I worked for a few years for the CEO of a small start-up. I had left a company where I was employee number 4786, and joined this company where, if we’d had numbers, I would have been number eleven.
Every Monday morning I would be sitting in my office when the CEO would walk by on the way to his office, and say, “Oh, Bud! Good morning! Join me, won’t you?” Whereupon I would dutifully make the trek to his office, and sit for the next two and a half hours, while he regaled me with the many ideas (some good, some not so good) he had come up with over the weekend to improve the company and/or it’s business.
After a few Monday mornings like that, I concluded that I could never be an entrepreneur, because I spent my weekends avoiding thinking about work, and this guy never stopped!

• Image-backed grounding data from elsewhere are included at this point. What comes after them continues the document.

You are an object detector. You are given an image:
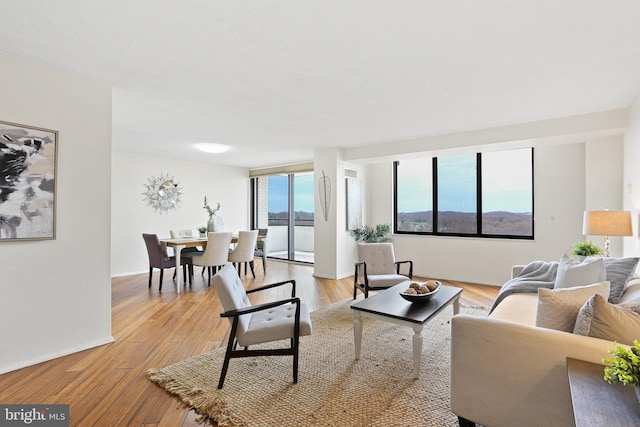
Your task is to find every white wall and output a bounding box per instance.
[364,142,624,286]
[0,55,113,373]
[312,148,341,279]
[312,148,368,279]
[624,93,640,257]
[585,136,626,256]
[111,150,249,276]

Little did I know then that, when it’s your company, you always think about how to improve it, for at least 18 hours per day, every day of your life, whether you feel like an entrepreneur or not.
What does this have to do with your career as an employee? A lot!

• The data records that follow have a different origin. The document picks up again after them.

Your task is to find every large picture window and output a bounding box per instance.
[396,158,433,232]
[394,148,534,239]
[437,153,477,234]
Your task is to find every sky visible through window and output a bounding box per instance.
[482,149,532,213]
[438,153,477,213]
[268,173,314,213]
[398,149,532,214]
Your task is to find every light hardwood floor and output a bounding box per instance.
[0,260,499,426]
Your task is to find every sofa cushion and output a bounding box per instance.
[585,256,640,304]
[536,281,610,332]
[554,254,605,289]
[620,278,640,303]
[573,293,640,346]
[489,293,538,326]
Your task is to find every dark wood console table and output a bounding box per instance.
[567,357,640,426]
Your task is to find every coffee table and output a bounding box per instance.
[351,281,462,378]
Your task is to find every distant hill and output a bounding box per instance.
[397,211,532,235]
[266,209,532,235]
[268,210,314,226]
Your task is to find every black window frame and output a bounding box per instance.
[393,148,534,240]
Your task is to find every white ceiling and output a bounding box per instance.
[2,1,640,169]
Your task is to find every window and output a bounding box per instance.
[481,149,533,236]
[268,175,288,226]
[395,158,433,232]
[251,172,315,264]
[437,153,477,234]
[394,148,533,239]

Back in the day (not sure when that was, but before my time), corporate managers allegedly considered their employees to be a great asset, perhaps their best. So, when they started laying people off, you knew that they were taking the situation very seriously. You don’t get rid of a great asset, unless it’s an absolute necessity, so they must be serious.
Fast forward to the 1980s, replete with leveraged buyouts onshore and the Japanese eating our manufacturing lunch offshore, and lots of people were getting laid off. Wall Street noticed this, determined that management must be serious, and invested in these companies. Stock prices went up! This lesson was not lost on corporate management, and now, laying people off is the first thing management considers when times are hard. Stock prices go up.

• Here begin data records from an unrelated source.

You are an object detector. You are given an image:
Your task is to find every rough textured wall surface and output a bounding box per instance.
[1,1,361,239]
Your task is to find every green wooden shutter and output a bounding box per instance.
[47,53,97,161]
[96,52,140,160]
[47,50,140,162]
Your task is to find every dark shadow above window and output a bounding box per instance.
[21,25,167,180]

The bottom line? Your bosses are working late into the night, searching for a way to do business without you, because they no longer think of you as a great asset, they think of you foremost as an expense (see my blog post “What are you worth?”). I had a client who had a friend, a sales director for a division of a Fortune 500 company. Although in six months this guy had achieved his quota two times over, he was laid off because “we’re not doing that anymore.” Did they try to find another place to use this star? Nope.
What all this means is that you must think like—or be—an entrepreneur. You are the head of your own company—You, Inc. You may only have one client at a time, but you need to always be thinking about how you can advance your company, provide better service to that client. If you’re thinking of your client as “the man” or “the suits,” you’re just asking to get whacked.
How can you help your client succeed? What does your client need that you can supply? What else do you have in your skill set that your client can use? What have you done lately to help your client? Does your client know it? This requires a totally different mindset than thinking of the people who pay you as your employer!
At this point you may want to read my post, “Track 5 Simple Things to Achieve INSANE Career Success.” It will show you how to manage You, Inc. in such a way as to always be able to talk about what you’ve done, always be ready to find a new client, always know where your next gig is coming from.
Always remember, a career is the best use of your skills today.